Obwohl sich die Afghanen um den Verlust der Mädchenbildung sorgen, haben sie unmittelbarere Sorgen wie Geldverdienen, Essen auf den Tisch bringen, ein Dach über dem Kopf behalten und Dürren und harte Winter überleben.
Es besteht in Afghanistan der Wunsch nach einer Art internationaler Akzeptanz der Taliban, auch wenn es keine Anerkennung ist, damit die Wirtschaft gedeihen kann.
Die öffentliche Meinung ist heute viel relevanter und einflussreicher als während der Taliban-Herrschaft in den 90er Jahren, sagte Abbas. “Innerer Druck von gewöhnlichen Afghanen wird Kandahar letztendlich in die Enge treiben und einen Unterschied machen.”
Aber es könnten Jahre vergehen, bis die Folgen des Verbots afghanische Männer treffen und eine Welle der Unruhe auslösen.
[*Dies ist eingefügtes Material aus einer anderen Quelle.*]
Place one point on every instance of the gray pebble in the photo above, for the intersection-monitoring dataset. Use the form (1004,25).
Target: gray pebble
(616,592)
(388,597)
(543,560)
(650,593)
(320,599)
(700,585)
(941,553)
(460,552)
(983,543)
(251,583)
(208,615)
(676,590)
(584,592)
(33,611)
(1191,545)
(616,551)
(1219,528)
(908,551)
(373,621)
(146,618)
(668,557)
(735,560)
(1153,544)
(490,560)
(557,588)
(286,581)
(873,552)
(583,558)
Im Moment betrifft es nur Mädchen und es sind meist Frauen, die gegen die Vielzahl von Beschränkungen protestiert haben.
Agha sagte, die Afghanen würden das Verbot unterstützen, wenn das Endziel darin besteht, den Hidschab, das islamische Kopftuch, durchzusetzen und die Geschlechtertrennung zu beenden. Aber sie werden es nicht, wenn es einfach nur darum geht, die Bildung von Mädchen gänzlich zu beenden.
“Ich denke, nur die Nation kann den Weg weisen”, sagte er.